Togo : l’illusion de la prospérité face à la réalité sociale

Alors que le régime de Lomé s’apprête à entériner sa transition vers une Cinquième République, un virage politique largement contesté par une frange significative de la population, la véritable situation économique du pays se révèle bien plus préoccupante. Entre l’afflux constant de fonds de la part des bailleurs internationaux et l’appauvrissement croissant des ménages, la gestion économique actuelle suscite un malaise palpable.

Au Togo, le discours officiel, vantant la modernisation des infrastructures et une prétendue stabilité macroéconomique, peine désormais à dissimuler une réalité sociale et financière alarmante. Que ce soit dans les cercles gouvernementaux ou parmi les représentants des partenaires techniques, une évidence s’impose avec une clarté brutale : sur le plan financier, le pays est devenu, sous la présidence de Faure Gnassingbé, un véritable gouffre sans fond.

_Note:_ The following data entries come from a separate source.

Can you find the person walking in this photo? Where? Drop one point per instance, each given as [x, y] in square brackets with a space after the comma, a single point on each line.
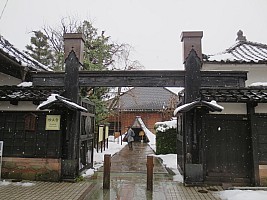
[130, 137]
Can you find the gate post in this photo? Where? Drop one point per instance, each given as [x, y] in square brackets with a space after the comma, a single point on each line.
[106, 177]
[150, 166]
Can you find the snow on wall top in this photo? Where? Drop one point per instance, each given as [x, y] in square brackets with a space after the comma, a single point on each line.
[20, 57]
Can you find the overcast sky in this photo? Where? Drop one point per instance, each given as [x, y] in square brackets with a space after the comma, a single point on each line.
[151, 27]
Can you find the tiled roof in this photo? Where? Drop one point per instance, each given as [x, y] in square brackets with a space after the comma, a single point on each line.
[242, 52]
[7, 49]
[242, 95]
[146, 98]
[11, 93]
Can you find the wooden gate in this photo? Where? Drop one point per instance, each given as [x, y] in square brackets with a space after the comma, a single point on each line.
[227, 143]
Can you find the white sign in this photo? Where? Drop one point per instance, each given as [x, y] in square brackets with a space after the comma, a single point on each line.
[1, 148]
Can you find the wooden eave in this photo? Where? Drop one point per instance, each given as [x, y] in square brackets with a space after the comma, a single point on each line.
[142, 78]
[241, 95]
[11, 93]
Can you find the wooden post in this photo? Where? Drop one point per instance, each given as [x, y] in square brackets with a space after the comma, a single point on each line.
[150, 166]
[106, 177]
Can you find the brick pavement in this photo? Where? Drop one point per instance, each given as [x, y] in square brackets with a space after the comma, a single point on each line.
[128, 182]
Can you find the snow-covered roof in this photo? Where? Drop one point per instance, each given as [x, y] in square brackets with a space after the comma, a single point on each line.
[55, 99]
[26, 92]
[241, 95]
[258, 84]
[146, 98]
[242, 52]
[213, 106]
[7, 49]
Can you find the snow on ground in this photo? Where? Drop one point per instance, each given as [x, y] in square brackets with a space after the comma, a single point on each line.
[114, 146]
[23, 184]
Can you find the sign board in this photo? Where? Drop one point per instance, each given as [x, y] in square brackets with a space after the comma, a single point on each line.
[1, 156]
[52, 123]
[1, 148]
[106, 132]
[100, 133]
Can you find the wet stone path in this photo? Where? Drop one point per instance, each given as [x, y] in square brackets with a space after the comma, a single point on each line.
[128, 180]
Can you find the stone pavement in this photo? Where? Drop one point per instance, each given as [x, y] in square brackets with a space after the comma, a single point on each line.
[128, 182]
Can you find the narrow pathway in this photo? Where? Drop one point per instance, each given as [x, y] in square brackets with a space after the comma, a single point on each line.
[135, 160]
[128, 180]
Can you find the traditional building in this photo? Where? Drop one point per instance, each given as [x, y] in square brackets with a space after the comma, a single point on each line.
[46, 129]
[152, 104]
[224, 145]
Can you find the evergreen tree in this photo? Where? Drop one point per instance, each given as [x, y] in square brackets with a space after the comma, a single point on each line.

Des investissements colossaux sans retour tangible

Depuis plus de vingt ans, les institutions financières de développement régionales et les bailleurs de fonds internationaux ont injecté des centaines de milliards de francs CFA dans une succession de projets de modernisation. Pourtant, les retombées concrètes sur le tissu économique local restent désespérément absentes.

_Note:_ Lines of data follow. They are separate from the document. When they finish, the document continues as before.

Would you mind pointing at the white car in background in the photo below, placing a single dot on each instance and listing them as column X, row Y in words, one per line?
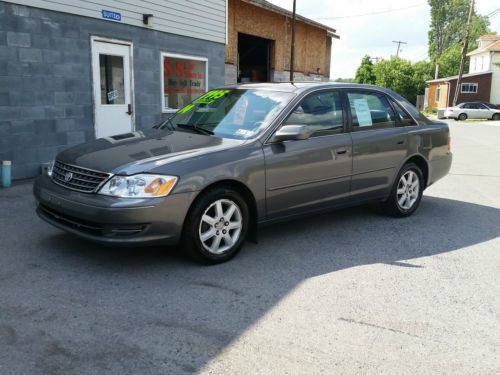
column 472, row 110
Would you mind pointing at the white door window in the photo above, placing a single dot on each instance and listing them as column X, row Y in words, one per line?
column 112, row 88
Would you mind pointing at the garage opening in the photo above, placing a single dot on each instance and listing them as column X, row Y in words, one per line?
column 253, row 58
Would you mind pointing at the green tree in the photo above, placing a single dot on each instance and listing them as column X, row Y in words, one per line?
column 364, row 74
column 398, row 75
column 447, row 33
column 422, row 71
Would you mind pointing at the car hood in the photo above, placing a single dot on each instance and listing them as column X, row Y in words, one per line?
column 142, row 150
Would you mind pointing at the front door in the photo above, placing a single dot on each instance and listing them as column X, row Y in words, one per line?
column 305, row 175
column 112, row 88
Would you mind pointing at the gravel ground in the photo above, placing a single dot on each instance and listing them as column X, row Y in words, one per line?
column 346, row 292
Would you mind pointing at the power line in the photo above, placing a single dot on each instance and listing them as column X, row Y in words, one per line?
column 399, row 42
column 493, row 13
column 464, row 53
column 370, row 14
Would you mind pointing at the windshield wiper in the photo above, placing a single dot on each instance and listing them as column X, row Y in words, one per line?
column 167, row 121
column 196, row 129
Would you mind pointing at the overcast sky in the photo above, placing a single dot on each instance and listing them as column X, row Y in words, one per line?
column 363, row 31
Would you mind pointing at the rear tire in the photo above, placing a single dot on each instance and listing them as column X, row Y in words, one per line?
column 216, row 226
column 406, row 193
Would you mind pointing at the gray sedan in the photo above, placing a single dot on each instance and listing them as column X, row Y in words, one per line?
column 242, row 156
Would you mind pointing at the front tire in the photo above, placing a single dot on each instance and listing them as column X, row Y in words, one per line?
column 406, row 193
column 216, row 226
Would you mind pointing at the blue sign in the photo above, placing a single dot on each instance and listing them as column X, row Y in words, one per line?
column 109, row 15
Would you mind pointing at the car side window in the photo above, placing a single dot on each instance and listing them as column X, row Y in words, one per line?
column 320, row 112
column 404, row 118
column 370, row 110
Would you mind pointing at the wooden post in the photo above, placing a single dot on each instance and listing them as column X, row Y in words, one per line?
column 464, row 53
column 292, row 52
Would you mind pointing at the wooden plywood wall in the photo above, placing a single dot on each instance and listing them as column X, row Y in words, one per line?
column 312, row 45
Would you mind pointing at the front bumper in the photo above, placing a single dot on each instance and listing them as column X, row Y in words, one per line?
column 110, row 220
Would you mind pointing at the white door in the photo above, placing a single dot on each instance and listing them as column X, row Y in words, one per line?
column 112, row 88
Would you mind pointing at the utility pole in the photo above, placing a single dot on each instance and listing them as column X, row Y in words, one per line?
column 292, row 52
column 464, row 53
column 399, row 42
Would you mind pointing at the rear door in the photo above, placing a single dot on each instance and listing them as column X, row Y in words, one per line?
column 304, row 175
column 379, row 144
column 484, row 111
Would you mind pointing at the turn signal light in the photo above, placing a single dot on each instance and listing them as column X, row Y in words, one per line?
column 160, row 187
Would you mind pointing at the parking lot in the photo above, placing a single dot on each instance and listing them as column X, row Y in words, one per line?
column 346, row 292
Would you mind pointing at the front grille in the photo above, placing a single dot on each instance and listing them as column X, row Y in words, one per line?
column 78, row 178
column 92, row 228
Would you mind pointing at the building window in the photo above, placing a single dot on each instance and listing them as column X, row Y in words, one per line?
column 468, row 88
column 184, row 78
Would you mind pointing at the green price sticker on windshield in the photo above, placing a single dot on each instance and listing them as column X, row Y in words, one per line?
column 185, row 109
column 211, row 96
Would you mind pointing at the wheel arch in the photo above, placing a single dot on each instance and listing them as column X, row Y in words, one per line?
column 246, row 194
column 422, row 163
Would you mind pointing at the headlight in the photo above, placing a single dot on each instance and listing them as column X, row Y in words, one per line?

Si la façade maritime du port de Lomé est souvent présentée comme l’emblème du dynamisme togolais, son impact réel sur les recettes de l’État et la réduction de la dette publique demeure bien en deçà des attentes initiales.

  • Une dette asphyxiante : Le service de la dette absorbe une part excessive des ressources nationales, limitant drastiquement toute capacité d’investissement dans des secteurs productifs.
  • Des projets survendus : La multiplication des annonces de nouvelles infrastructures ne se traduit que rarement par la création d’emplois durables ou une industrialisation significative.

Les partenaires au développement continuent de soutenir Lomé, mus par des considérations géopolitiques et sécuritaires. Cependant, du point de vue de la rigueur financière et de l’efficacité de la dépense publique, les résultats escomptés ne sont pas au rendez-vous.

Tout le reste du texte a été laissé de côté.